WASHINGTON (AP).— El presidente de Estados Unidos, Donald Trump, firmó este lunes una orden ejecutiva que instruye al Departamento de Justicia a investigar y procesar a quienes quemen la bandera estadounidense, pese a que la Suprema Corte ha establecido que este acto constituye una forma de expresión política protegida por la Primera Enmienda.
Desde el Despacho Oval, Trump afirmó que la quema de banderas “incita disturbios a niveles que nunca hemos visto antes”, señalando que dicho acto provoca confrontaciones entre ciudadanos y reacciones de enojo. La orden ejecutiva sostiene que profanar este símbolo nacional es un acto ofensivo y provocativo, que puede derivar en violencia y desorden social.
Aunque la Corte Suprema dictaminó en 1989, en un fallo dividido 5-4, que quemar la bandera forma parte de la libertad de expresión, la nueva disposición presidencial busca limitar este derecho cuando se considere que la acción pueda incitar a la violencia o equivalga a lo que se denomina “palabras de combate”.
Trump señaló que las sanciones contemplan hasta un año de cárcel sin posibilidad de libertad anticipada para quienes realicen este acto.
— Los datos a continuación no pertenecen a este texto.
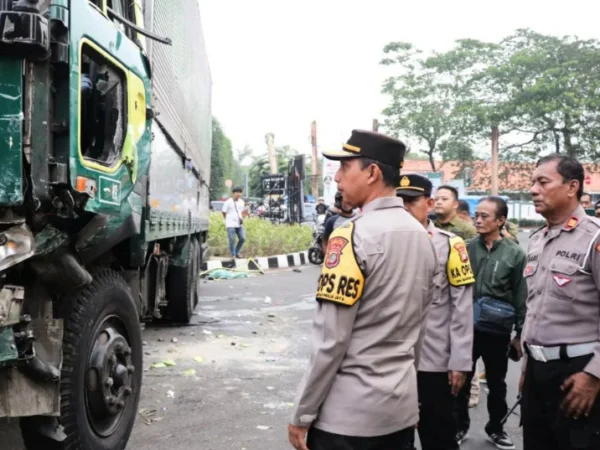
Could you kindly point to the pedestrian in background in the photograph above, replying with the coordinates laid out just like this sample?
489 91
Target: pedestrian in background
560 406
234 212
499 307
446 357
360 389
446 210
464 211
Asimismo, la orden abre la posibilidad de que los extranjeros que quemen la bandera enfrenten la revocación de visas, permisos de residencia o naturalización, además de posibles procesos de deportación.
El mandatario calificó la decisión previa de la Corte como una “corte muy triste”, insistiendo en que la libertad de expresión no debería proteger un acto que, a su juicio, atenta contra la unidad nacional.